A L3Harris Technologies, uma das maiores contratadas de defesa e aeroespacial dos Estados Unidos, anunciou o adiamento dos planos de realizar uma oferta pública inicial (IPO) para sua unidade de negócios de mísseis. A nova data prevista para a abertura de capital é 2027, um atraso significativo em relação às expectativas anteriores.
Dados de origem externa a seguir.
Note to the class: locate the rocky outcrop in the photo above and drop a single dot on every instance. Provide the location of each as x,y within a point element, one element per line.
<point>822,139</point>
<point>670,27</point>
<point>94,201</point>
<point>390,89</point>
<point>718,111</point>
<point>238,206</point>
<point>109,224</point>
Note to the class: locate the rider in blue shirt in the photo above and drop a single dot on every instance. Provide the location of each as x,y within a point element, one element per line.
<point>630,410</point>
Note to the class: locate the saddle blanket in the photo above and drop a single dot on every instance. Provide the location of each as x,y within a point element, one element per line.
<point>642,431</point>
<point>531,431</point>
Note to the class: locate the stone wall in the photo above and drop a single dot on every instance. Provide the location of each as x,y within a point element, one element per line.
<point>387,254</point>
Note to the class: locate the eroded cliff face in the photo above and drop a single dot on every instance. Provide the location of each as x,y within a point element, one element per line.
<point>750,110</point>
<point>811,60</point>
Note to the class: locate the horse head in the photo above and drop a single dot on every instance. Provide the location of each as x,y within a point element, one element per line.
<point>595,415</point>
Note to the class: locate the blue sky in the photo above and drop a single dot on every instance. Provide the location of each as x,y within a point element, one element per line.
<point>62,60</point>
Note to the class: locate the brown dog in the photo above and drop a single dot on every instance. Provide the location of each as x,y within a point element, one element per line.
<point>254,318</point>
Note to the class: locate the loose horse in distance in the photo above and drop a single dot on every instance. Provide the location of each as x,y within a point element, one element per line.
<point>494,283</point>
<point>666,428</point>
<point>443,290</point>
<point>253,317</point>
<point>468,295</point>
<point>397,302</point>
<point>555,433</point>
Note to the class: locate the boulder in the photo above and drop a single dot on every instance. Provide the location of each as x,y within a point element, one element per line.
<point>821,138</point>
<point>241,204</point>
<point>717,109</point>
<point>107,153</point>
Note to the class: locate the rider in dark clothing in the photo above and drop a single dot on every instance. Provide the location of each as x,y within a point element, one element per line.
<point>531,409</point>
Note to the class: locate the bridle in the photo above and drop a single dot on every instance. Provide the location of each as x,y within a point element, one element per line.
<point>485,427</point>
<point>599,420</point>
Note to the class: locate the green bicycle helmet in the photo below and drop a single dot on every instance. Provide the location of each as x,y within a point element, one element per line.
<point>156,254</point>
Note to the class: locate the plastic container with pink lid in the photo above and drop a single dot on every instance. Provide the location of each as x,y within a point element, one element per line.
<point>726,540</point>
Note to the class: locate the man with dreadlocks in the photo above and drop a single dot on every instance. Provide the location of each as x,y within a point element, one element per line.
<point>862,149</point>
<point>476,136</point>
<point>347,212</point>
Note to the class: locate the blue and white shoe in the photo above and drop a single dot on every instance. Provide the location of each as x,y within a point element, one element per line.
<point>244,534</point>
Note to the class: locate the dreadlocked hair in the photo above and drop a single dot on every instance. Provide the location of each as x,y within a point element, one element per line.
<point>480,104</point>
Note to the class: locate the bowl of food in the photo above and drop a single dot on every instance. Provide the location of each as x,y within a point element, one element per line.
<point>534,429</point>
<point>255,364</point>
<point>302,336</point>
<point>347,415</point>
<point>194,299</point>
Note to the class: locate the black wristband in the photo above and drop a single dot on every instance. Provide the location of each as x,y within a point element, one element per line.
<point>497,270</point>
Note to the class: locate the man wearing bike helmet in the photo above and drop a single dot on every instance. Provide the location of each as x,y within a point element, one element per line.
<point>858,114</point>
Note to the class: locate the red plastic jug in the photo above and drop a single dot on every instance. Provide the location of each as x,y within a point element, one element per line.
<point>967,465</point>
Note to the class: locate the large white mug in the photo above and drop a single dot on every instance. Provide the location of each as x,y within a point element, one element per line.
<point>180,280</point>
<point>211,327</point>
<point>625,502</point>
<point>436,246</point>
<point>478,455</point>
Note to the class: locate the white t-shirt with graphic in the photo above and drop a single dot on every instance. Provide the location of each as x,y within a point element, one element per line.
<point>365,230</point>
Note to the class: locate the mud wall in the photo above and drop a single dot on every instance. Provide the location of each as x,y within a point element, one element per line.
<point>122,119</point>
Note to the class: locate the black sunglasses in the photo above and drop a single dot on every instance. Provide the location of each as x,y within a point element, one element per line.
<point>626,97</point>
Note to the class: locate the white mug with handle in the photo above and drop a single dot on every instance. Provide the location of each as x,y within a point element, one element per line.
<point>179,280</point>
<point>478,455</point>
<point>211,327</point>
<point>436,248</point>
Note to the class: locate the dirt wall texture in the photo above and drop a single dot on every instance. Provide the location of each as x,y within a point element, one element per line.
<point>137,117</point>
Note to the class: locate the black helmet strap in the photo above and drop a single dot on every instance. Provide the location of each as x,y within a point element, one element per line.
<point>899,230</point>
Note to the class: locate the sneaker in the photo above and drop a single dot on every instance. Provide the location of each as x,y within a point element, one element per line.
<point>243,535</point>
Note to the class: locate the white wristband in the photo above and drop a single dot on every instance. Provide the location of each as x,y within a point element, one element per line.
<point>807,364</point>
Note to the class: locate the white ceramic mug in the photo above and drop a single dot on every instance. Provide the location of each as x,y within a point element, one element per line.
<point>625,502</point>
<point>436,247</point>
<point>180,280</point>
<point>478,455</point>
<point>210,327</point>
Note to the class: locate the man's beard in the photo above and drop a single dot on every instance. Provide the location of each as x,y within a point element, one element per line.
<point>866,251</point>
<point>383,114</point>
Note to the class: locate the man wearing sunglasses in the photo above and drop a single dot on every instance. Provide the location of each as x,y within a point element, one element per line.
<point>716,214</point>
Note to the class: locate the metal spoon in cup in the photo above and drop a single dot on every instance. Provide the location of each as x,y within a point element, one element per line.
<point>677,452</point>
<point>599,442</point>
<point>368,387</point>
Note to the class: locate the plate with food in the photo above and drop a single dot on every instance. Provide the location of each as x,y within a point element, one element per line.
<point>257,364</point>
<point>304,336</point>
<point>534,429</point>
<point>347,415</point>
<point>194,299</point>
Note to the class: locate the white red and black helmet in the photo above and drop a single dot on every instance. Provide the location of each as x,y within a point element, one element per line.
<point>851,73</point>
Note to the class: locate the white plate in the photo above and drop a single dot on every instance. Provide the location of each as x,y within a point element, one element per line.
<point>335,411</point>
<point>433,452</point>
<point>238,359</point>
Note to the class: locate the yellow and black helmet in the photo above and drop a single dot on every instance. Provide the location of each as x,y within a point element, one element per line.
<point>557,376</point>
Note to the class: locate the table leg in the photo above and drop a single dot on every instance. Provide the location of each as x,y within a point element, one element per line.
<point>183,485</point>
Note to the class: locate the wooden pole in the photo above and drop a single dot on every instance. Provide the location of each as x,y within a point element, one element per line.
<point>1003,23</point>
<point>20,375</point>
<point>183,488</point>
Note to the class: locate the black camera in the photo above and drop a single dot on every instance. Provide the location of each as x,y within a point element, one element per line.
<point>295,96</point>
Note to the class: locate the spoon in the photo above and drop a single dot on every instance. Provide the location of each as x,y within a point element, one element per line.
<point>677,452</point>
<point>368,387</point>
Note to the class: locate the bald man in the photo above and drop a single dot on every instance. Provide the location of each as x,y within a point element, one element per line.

A informação foi divulgada pelo CEO Christopher Kubasik durante a chamada de resultados da empresa em 1º de maio.

Segundo o executivo, a decisão se baseia na percepção de que as condições atuais do mercado de capitais não refletem adequadamente o valor do negócio, que inclui ativos da Aerojet Rocketdyne, adquirida recentemente pela L3Harris. A medida sinaliza uma aposta de que uma avaliação mais justa será possível no futuro, apesar da demanda aquecida por produtos de defesa em meio a tensões geopolíticas globais.

A espera por uma janela de mercado

A decisão da L3Harris expõe um paradoxo no setor de defesa: enquanto a demanda por hardware militar e sistemas de propulsão está em alta, com forte apoio de contratos do Pentágono, a receptividade do mercado de capitais para novas listagens permanece cautelosa. A unidade em questão é um componente estratégico, herdado da aquisição da Aerojet Rocketdyne, um player fundamental na cadeia de suprimentos de defesa e espaço dos EUA.

Ao postergar o IPO para 2027, a gestão da L3Harris indica que prefere consolidar as operações e aguardar uma janela de mercado mais favorável a realizar a transação com um valuation que considera abaixo do potencial. A paciência estratégica sugere que a empresa não tem pressa para gerar liquidez a partir desses ativos e está confiante no desempenho operacional do negócio no longo prazo, apostando que a percepção dos investidores eventualmente se alinhará aos fundamentos sólidos do setor.

O movimento da L3Harris será observado como um termômetro para o apetite do mercado de IPOs por empresas de defesa e tecnologia de uso dual. A disposição de uma grande contratada em esperar vários anos por melhores condições pode influenciar o planejamento de outras companhias do setor que consideram abrir seu capital.